Added value of this study

In this Article, we address the limitations of previous work by presenting the first population-based longitudinal analysis of the entire HIV cascade of care. Beginning in 2006, after the initial rollout of antiretroviral therapy in South Africa's public health system, we followed up individuals from HIV infection to therapeutic response. We used survival analyses serially between all cascade stages to characterise both the simple time to transition and the shape of the survival analytic transition curve, leading to improved inference on the losses occurring at each stage. These innovations allow us to strengthen the existing evidence and to identify initial linkage to care as the most substantial loss in the cascade, which would have been biased in, or entirely missing from, other cascade-of-care analyses.

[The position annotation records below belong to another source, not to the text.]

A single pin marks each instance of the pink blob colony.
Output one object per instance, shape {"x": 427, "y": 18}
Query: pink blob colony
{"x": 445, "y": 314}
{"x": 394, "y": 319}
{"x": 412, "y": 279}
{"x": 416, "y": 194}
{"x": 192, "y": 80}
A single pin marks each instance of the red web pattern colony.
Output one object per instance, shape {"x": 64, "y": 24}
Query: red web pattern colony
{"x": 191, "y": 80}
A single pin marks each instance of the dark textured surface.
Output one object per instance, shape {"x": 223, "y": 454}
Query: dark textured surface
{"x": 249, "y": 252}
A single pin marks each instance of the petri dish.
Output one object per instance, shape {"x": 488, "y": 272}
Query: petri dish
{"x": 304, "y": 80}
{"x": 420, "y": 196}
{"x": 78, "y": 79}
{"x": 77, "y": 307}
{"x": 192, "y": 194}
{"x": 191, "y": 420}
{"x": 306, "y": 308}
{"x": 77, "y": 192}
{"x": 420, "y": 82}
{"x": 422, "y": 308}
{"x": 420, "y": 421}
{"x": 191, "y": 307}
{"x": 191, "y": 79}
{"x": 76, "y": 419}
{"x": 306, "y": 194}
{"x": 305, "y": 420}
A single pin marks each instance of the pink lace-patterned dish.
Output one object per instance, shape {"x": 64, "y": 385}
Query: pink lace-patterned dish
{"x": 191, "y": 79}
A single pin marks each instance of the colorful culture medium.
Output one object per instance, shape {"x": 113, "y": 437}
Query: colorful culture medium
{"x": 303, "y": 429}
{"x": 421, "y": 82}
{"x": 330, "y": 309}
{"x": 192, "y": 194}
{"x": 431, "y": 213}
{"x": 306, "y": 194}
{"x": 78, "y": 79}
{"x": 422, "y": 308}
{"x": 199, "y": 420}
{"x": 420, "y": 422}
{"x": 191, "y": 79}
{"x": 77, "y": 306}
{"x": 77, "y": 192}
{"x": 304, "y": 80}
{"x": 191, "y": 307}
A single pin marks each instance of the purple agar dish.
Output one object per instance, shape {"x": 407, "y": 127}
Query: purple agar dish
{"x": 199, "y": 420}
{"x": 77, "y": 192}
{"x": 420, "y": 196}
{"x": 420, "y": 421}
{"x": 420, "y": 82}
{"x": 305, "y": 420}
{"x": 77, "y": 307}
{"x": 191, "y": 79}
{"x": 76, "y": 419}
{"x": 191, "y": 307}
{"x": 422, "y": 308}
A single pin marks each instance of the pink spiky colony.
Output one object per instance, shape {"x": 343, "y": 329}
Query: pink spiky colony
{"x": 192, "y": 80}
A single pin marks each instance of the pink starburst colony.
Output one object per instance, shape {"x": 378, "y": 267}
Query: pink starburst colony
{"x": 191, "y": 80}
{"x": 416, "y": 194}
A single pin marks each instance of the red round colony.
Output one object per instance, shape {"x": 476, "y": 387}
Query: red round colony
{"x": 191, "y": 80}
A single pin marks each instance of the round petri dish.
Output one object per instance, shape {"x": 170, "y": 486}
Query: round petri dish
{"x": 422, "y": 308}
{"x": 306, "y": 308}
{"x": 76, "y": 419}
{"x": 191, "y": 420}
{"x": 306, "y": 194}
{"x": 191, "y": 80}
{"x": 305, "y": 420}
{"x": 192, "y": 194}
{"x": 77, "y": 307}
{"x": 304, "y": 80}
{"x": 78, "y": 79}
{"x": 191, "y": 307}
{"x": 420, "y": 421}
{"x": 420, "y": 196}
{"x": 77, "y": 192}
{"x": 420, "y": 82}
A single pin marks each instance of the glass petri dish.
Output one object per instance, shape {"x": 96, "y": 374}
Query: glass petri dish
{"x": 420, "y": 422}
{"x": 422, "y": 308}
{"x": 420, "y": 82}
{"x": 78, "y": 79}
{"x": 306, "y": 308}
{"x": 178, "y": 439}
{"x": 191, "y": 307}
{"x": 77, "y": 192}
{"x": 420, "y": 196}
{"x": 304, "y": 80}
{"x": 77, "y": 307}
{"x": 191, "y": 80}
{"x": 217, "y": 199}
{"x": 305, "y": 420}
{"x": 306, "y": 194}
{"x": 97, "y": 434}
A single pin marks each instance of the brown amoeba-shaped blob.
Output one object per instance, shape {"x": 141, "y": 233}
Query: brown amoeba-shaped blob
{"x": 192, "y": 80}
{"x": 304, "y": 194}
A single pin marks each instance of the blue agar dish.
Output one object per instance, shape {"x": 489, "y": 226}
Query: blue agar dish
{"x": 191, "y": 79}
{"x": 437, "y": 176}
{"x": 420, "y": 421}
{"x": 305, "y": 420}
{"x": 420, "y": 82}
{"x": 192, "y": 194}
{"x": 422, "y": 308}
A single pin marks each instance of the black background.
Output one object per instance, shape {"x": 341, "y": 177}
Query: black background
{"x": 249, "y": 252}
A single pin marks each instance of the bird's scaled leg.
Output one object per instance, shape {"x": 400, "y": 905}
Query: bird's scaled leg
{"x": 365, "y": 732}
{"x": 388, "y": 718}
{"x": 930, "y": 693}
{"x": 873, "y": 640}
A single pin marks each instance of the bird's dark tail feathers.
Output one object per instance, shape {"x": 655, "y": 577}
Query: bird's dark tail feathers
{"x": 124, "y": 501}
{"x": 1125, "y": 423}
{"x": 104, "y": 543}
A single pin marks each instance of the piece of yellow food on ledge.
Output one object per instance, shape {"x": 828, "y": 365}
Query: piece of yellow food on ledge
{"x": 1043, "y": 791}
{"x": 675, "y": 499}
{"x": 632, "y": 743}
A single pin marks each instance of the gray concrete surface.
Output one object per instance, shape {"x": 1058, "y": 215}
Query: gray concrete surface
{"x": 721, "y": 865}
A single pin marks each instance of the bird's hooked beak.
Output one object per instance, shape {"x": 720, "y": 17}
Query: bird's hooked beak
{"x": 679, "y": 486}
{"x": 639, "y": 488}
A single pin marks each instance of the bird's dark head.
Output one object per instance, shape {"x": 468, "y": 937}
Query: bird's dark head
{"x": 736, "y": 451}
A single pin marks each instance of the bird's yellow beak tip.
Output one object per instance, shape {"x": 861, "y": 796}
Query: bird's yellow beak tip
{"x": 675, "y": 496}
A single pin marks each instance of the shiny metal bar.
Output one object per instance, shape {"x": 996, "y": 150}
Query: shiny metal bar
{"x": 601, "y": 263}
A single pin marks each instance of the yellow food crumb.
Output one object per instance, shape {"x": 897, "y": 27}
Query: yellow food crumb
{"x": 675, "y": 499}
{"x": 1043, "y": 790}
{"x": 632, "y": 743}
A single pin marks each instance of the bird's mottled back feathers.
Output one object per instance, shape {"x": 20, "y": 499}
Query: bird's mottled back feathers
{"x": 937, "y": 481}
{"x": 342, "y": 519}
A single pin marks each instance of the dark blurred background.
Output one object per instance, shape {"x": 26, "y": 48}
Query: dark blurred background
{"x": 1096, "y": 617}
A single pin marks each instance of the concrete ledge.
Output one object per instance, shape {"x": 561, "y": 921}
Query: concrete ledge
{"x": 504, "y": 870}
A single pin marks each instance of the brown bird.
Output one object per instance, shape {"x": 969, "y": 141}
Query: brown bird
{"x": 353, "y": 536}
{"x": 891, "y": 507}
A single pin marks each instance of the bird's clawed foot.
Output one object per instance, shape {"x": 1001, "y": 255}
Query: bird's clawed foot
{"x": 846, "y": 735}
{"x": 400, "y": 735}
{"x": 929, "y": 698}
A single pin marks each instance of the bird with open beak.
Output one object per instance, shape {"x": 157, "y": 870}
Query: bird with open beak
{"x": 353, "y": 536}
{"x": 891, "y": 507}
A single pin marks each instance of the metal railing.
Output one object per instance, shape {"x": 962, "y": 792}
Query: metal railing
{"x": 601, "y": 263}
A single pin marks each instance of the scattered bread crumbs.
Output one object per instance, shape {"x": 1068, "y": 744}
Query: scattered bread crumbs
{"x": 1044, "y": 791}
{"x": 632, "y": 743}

Implications of all available evidence

The major implications of our findings are twofold. First, policy makers in rural communities in South Africa and the wider region should focus their efforts on improvement of initial linkage to care, which was the most important gap identified in our study. Second, researchers should, whenever feasible, use longitudinal data and survival analytic methods in HIV cascade analyses, because inference based on cross-sectional analyses could lead to substantial bias in the identification of losses along the cascade.

Acknowledgments

Core funding supporting the AHRI population health surveillance system and ARTemis was primarily provided by the Wellcome Trust and PEPFAR. FT and TB received funding from the Wellcome Trust and from the US National Institutes of Health (NICHD R01-HD084233 and NIAID R01-AI124389). FT received additional funding from the South African MRC Flagship (MRC-RFA-UFSP-01–2013/UKZN HIVEPI) and a UK Academy of Medical Sciences Newton Advanced Fellowship (NA150161). JB received funding from the National Institutes of Health (NIH 1KO1MH105320). The contents are the responsibility of the authors and do not necessarily reflect the views of any of the funders or the US Government. TB received additional funding from the Alexander von Humboldt Foundation through the Alexander von Humboldt professor award, the European Commission, the Clinton Health Access Initiative, and the US National Institutes of Health (NIA P01-AG041710, NIAID R01-AI112339, and FIC D43-TW009775).

Funding: Wellcome Trust, PEPFAR.

Footnotes

Contributors: NH and TB developed the study concept and oversaw implementation of methods, led interpretation of analysis, and drafted the Article. FT contributed to early conceptual and technical support in the study design phase, and provided writing and input on the Article. JB contributed key insight and input to the conceptual development of the model and interpretation of results, and provided writing and input on the Article. KN and TM contributed to the dataset collection and model implementation. KH provided key support on the data collection, dataset structure, implementation, and input on the draft Article. KP contributed conceptual feedback on the development of the model and interpretation of results, and provided writing and input on the Article. DP and TB were senior authors and contributed key input and direction to all phases of the project, from model development to Article writing. TB initiated this work.

Declaration of interests: We declare no competing interests.